论文标题
稀疏的文字生成
Sparse Text Generation
论文作者
论文摘要
当前的最新文本生成器建立在强大的语言模型(例如GPT-2)上,从而实现了令人印象深刻的性能。但是,为避免退化文本,它们需要通过温度参数或临时截断技术从改良的软磁性进行采样,例如Top-$ k $或Nucleus采样。这在训练和测试条件之间造成了不匹配。在本文中,我们使用最近引入的Entmax转换来训练和样本,从本地稀疏的语言模型中避免这种不匹配。结果是一个文本生成器,在流利性和一致性,重复较少以及n-gram多样性方面具有良好的性能,更接近人类文本。为了评估我们的模型,我们提出了三个新的指标,以比较稀疏或截断的分布:$ε$ - perplexity,sparsemax得分和詹森 - 香农脱落。人类评估的故事完成和对话生成的实验表明,Entmax采样会导致更具吸引力,连贯的故事和对话。

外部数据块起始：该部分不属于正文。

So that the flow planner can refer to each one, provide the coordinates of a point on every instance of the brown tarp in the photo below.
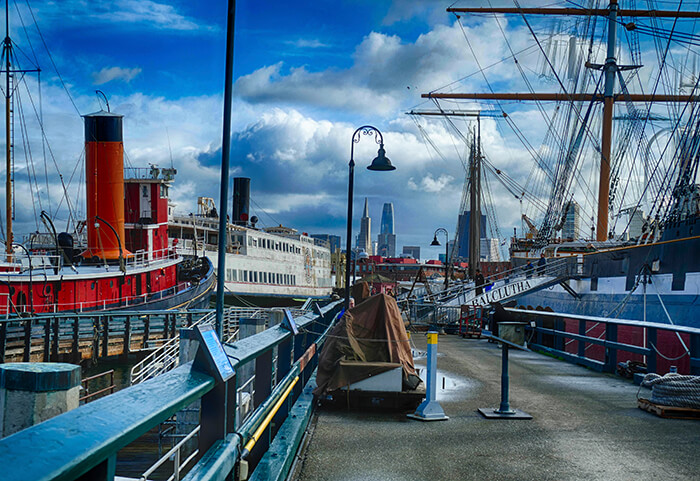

Current state-of-the-art text generators build on powerful language models such as GPT-2, achieving impressive performance. However, to avoid degenerate text, they require sampling from a modified softmax, via temperature parameters or ad-hoc truncation techniques, as in top-$k$ or nucleus sampling. This creates a mismatch between training and testing conditions. In this paper, we use the recently introduced entmax transformation to train and sample from a natively sparse language model, avoiding this mismatch. The result is a text generator with favorable performance in terms of fluency and consistency, fewer repetitions, and n-gram diversity closer to human text. In order to evaluate our model, we propose three new metrics for comparing sparse or truncated distributions: $ε$-perplexity, sparsemax score, and Jensen-Shannon divergence. Human-evaluated experiments in story completion and dialogue generation show that entmax sampling leads to more engaging and coherent stories and conversations.